Bob: "Incidentally, this is pretty weird, now that we have Krugman in 2002 predicting the housing bubble, but not really".

I do not read this as Krugman predicting the housing bubble, but as recommending creating a housing bubble to 'fix' the 2001/2002 recession.
 
1. I seem to recall that recently, in response to a claim that only the Austrians predicted the housing bubble crash, someone asserted that Keynesians such as Krugman predicted it and warned about it (I will endeavor to search for the citation...it may have been Krugman himself). Which is quite odd seeing that Krugman proposed creating a housing bubble as a corrective governmental measure. In any event, Krugman's 2002 quote is quite an amazing admission that it is government central central banks that create housing bubbles in the first place.
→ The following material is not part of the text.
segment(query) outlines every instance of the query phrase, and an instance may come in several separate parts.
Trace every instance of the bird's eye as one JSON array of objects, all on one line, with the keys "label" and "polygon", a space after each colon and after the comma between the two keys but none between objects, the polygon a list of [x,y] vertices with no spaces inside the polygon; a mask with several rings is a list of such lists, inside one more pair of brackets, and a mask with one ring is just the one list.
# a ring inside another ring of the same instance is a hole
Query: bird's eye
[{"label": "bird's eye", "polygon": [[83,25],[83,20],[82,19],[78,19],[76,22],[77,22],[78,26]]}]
2. For a newbie Austrian, I would also suggest reading Rothbard's "The Essential Von Mises" which I first read as a pocket sized mini-book in 1975. It's now free online:

http://mises.org/resources/3081

http://mises.org/books/evm.pdf

In easy to read language, Rothbard explains how Von Mises came to his revolutionary ideas.
 
Krugman has commented (he's is one slippery fellow):

"One of the funny aspects of being a somewhat, um, forceful writer is that I’m regularly accused of all sorts of villainy...The latest seems to be that I called for the creation of a housing bubble...

Guys, read it again. It wasn’t a piece of policy advocacy, it was just economic analysis. What I said was that the only way the Fed could get traction would be if it could inflate a housing bubble. And that’s just what happened."